When the BBC's Stephen Nolan brazenly demanded of Jimmy Deenihan if the Republic could actually afford to take on the North, the Minister for the Diaspora haplessly replied, "Well, no, really." Sinn Féin's Pearse Doherty was dancing as fast as he could but there was no retrieving the national question.

It was unfortunate that the poll did not break down the attitudes to same-sex marriage in terms of religious background, since, in the North, just a day before the poll was published, after a majority of MLAs voted for legislation to make it legal, the DUP used a petition of concern to block the decision. Defending this during the debate on the poll in the BBC studio in Belfast, Minister for Finance Arlene Foster basically said they did it because of their own religious beliefs, and because they could. The UUP, whose leader fancies himself as a modern sort of chap, also opposed the legislation.

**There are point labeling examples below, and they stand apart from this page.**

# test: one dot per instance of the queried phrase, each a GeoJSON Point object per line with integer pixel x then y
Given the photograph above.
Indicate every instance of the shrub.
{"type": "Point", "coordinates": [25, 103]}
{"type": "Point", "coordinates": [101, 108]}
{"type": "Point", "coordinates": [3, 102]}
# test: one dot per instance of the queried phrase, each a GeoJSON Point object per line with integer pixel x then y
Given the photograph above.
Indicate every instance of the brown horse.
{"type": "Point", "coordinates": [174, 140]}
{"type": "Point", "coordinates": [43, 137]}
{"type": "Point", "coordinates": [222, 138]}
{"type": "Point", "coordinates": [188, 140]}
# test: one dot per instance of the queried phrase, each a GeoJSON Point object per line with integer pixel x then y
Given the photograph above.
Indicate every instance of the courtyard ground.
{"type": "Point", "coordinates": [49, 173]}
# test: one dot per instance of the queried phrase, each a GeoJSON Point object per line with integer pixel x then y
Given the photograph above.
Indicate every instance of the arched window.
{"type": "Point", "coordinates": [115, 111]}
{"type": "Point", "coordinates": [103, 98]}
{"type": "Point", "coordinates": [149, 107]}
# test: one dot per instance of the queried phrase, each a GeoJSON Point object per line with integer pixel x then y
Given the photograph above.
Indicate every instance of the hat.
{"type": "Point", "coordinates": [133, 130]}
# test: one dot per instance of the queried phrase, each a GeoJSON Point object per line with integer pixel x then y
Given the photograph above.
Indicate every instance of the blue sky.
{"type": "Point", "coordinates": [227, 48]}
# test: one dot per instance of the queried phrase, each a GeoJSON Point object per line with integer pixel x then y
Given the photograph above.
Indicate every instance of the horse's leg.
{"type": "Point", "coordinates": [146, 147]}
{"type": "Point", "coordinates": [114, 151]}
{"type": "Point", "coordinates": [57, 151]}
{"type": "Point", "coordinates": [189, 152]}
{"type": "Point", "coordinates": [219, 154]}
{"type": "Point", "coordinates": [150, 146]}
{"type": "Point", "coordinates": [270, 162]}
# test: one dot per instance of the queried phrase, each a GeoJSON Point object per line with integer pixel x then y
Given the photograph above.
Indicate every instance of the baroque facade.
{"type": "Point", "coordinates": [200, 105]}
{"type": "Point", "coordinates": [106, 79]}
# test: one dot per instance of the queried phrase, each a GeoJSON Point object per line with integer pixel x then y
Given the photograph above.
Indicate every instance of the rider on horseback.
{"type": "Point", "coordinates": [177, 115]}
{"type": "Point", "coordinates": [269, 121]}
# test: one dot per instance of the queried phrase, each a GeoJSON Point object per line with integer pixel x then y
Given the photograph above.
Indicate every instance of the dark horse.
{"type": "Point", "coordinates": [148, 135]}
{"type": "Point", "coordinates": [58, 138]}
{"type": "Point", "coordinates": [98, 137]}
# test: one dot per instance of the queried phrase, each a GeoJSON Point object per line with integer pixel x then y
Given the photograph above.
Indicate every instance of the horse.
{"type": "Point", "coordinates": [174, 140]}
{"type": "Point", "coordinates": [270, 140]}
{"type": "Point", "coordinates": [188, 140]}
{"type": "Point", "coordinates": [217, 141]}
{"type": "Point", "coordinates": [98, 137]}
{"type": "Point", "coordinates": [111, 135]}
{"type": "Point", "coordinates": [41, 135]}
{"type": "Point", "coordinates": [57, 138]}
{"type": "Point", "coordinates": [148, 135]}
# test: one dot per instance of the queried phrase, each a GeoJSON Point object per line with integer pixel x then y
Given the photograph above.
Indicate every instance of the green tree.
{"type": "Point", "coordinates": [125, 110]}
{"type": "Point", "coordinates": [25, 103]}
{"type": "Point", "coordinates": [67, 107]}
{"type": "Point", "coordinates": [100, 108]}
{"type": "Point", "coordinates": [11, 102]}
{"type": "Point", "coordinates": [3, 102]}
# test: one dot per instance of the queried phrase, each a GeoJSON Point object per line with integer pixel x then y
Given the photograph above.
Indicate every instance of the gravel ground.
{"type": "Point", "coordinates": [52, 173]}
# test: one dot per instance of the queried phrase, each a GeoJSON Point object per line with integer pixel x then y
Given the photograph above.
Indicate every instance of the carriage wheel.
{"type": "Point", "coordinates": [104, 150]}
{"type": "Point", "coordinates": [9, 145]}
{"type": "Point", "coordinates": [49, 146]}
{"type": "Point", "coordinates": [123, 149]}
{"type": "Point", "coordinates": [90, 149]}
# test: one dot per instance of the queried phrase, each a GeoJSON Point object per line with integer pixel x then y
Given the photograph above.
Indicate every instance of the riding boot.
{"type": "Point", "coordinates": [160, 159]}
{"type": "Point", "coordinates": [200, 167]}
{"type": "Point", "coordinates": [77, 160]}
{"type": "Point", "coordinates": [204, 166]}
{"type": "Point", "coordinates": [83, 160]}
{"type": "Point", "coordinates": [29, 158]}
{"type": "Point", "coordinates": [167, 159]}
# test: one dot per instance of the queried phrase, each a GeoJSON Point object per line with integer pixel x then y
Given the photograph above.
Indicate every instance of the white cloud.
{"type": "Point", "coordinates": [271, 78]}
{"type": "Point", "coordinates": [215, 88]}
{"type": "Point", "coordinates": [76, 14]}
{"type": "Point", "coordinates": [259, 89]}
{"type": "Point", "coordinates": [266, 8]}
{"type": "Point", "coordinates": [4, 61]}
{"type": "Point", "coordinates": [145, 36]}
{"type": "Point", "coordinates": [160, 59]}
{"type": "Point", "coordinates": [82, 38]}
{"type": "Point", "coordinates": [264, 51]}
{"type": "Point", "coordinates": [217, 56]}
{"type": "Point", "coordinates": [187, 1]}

Opinion polls do not capture the “cut off your nose to spite your face” reality of Northern politics. Voters may have progressive social views but they also require their politicians to dominate “the other side”. Northerners, I’m afraid, also have form on lying to pollsters. During the conflict, plenty would claim they were going to vote for the “nice” Alliance Party but went on to do no such thing.

Gender and emasculation

There were six people on the RTÉ Prime Time panel, five of them men. Four were politicians, along with historian Diarmaid Ferriter. I'd heard him on the radio that morning supporting the director of the National Library in her call for more funds to protect the nation's most precious documents. Otherwise, he said, the library would be "emasculated". I was the lone woman but we had the indomitable Miriam O'Callaghan as presenter.

However, as the State’s institutions begin to roll out their 1916 commemorative programmes, an embarrassing inattention to gender balance is emerging.

The poll included a question about whether or not people had crossed the Border. Most had, though one cheery Dubliner said it had never occurred to him to do so. Of course, the journey for some may be from their front door to the bottom of their garden. A supplementary question involving exchange rates and the pursuit of litres of vodka might have been revealing. Not to mention one addressing the implications of a potential British exit from the EU.

For all that, the Prime Time-Nolan Live collaboration was an inspired idea that should be followed by a series of deeper debates. Whatever about uniting, we can't afford not to explore the gap between what we say we want and what our politicians deliver in both jurisdictions on this small island.